In addition to numerous studies illustrating the contribution of NI to drug addiction, we established a 18F-GE180 PET template and further investigated the change in microglial activation during drug withdrawal and conditioning-induced aversion in a rodent model. This is the first study to set up a 18F-GE180 PET template for small animals, although we did not perform any validation in the statistical analysis with this small sample size, we provided a method to set up a 18F-GE180 PET template for small animals.

Previous studies found that microglial activation accounts for withdrawal symptoms, and blocking the activation of microglial cells can alleviate this symptom [28, 29]. An in vitro experiment also revealed that the administration of naloxone resulted in increased expression of inflammatory mediators, including tissue necrosis factor-alpha (TNF-α), interleukin-1-beta (IL-1β), interleukin-6 (IL-6) and interleukin-10 (IL-10), in brain tissues of morphine-dependent mice [30]. Both in vivo and ex vivo studies have demonstrated that TSPO was well parallel with the microglial activation [31, 32], and PET imaging using TSPO ligands is a promising tool to visualize NI induced by the activated microglial [33,34,35].

In our in vivo study, despite the wider regions the CPA group exhibited than the DW group in comparison with the DA group, both groups presented overexpression of 18F-GE180 mainly in the hippocampus, visual cortex, thalamus and midbrain. Similar results were reported in a methadone maintenance treatment of heroin-related addiction by fMRI that the protracted abstinence patients demonstrated significantly higher brain responses in mesolimbic regions and visuospatial-attention regions [36]. The hippocampus plays an important role in memory, and morphine exposure, regardless of acute or chronic exposure, impairs hippocampus-dependent spatial learning and memory [37, 38]. The visual cortex has been demonstrated to be impacted by different behavior contexts [39] and was found to be activated during drug-cue-induced craving [40]. The thalamus, which is a vital sensory center, was found to be involved in the reinstatement, extinction and expression of drug-seeking behaviors [41, 42]. The midbrain is necessary for locomotion [43], and it has been reported that heightened midbrain activations may reduce the approach motivation for cocaine [44]. In addition, visual stimulation could induce the drug addiction by activation of mesolimbic circuits without drug ingestion, which indicates the synergistic effect of mesolimbic and visuospatial-attention on drug addiction [45]. All of these findings suggested that addiction-involved regions may be vulnerable to NI during the withdrawal stage.

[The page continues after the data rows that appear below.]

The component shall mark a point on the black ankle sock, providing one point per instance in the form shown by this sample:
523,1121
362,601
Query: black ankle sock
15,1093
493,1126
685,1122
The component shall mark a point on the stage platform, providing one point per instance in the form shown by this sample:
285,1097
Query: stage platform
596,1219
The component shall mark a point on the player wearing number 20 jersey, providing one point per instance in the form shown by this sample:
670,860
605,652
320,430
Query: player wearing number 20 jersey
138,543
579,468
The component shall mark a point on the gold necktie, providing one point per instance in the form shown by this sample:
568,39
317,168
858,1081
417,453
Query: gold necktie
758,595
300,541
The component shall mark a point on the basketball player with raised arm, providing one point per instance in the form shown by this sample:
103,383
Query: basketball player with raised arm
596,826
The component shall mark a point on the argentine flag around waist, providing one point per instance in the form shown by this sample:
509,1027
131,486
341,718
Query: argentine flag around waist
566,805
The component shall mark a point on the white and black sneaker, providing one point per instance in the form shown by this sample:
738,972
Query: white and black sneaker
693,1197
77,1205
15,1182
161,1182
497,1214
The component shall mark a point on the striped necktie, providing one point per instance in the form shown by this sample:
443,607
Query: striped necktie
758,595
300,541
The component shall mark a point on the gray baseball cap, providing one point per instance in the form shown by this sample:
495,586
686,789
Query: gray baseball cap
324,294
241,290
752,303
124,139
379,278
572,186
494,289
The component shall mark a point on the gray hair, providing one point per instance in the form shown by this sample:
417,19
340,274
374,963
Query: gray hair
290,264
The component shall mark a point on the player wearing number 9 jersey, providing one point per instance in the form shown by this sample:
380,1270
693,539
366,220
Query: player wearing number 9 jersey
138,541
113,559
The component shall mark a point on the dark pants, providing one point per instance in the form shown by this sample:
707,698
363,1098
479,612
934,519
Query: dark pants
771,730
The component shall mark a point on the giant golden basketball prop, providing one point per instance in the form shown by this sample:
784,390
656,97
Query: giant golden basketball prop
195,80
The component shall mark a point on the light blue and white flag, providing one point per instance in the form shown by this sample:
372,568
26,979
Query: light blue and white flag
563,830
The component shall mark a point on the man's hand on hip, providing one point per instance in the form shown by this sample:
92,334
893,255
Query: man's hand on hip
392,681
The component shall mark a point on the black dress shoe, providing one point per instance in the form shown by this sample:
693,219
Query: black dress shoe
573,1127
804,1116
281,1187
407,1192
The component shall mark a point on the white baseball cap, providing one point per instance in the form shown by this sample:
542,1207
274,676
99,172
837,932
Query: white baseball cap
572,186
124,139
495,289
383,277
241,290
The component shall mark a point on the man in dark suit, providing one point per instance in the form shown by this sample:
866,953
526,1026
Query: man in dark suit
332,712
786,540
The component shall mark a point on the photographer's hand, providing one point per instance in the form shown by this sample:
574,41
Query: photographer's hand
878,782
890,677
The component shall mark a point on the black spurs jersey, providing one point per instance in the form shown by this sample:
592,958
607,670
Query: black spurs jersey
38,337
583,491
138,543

More importantly, after CPA training, microglial activation was increased compared with that in the DW group. The regions mainly include the mesolimbic regions (right medial entorhinal cortex, left hippocampus, left caudate putamen, left hypothalamus and midbrain). The reduced CPA score also supported this imaging result: after conditioning training, rodents were even less willing to stay in the compartment where they received naloxone injection. Previous studies manifested that the activation of mesolimbic regions causes the release of dopamine substrates which play an important role in reward mechanism and drug reinforcement [45, 46], and drug withdrawal can cause a long-lasting decrease in dopamine release [47]. Furthermore, the medial entorhinal cortex could connect with the hippocampus for episodic memory transfer [48]. We considered that the aggravated NI that occurred in these regions after CPA training might cause the downregulation of mesolimbic dopamine system and account for the reinforcement of withdrawal memory and escape behavior. However, the connection between the mesolimbic system and other brain regions may also have a neuropsychological effect, such as the trait impulsivity and sensation-seeking that are regulated by the connection between the mesolimbic and the prefrontal cortex [49]. The connection of the nucleus accumbens with the ventral tegmental area and the lateral hypothalamus in mesolimbic system could cause hedonic feeding as well [50]. Although we did not find significant TSPO change in other regions, the NI occurred in the mesolimbic regions might involve them by other ways to influence the withdrawal behavior. Hence, in further clinical practice, mesolimbic regions are suggested for intensive monitoring in drug addiction management, and also might be a potential target for treatments to facilitate the formation of withdrawal memory.

We also detected reduced 18F-GE180 uptake mainly in the sensory-related cortices (the sensory, insular and piriform cortices) in both the DW and CPA group rats compared with the DA group. There are two possible reasons for this result. One is that naloxone might not only cause NI but also have an antagonistic effect on morphine [51], and previous reports have verified naloxone can reduce the activation of microglia by different manners [52, 53]. We doubted that the reduced microglia activation observed in this study might be due to the antagonistic effect on morphine. The second is that the specificity of TSPO for NI and glial cells is not exclusive. TSPO is also expressed by endothelial cells [54]; in addition, the expression of TSPO may indicate the denseness of microglial cells instead of activation [31]. Further in vitro and longitudinal studies are needed to validate these speculations.

There are also some limitations in this study. First, since low tolerance of the female rats to morphine, only male rats were included in this study. This might lead to bias of NI on drug addiction/withdrawal. The influence of sex on addiction still needs to be illustrated in further research. Second is that in this animal experiment, we did not measure the affinity of brain microglia to GE180, because there is no significant difference in the affinity of brain microglia in rats. However, when applied in clinical practice, we consider that microglia with different affinities in human brain will have an impact on the uptake of GE180, which should be taken into account.

Conclusions

In this rodent study, we set up a 18F-GE180 template to investigate the conversion of NI by detecting changes in glial activation in the brains of naloxone-induced morphine withdrawal rats and CPA model rats. Specifically, after naloxone treatment, NI became more severe in the addiction-involved regions but remitted in the sensory-related regions, and this NI induced by withdrawal was further aggravated after conditioned aversion formation thus may help to consolidate the withdrawal memory. TSPO PET can well monitor the change of NI during morphine withdrawal course.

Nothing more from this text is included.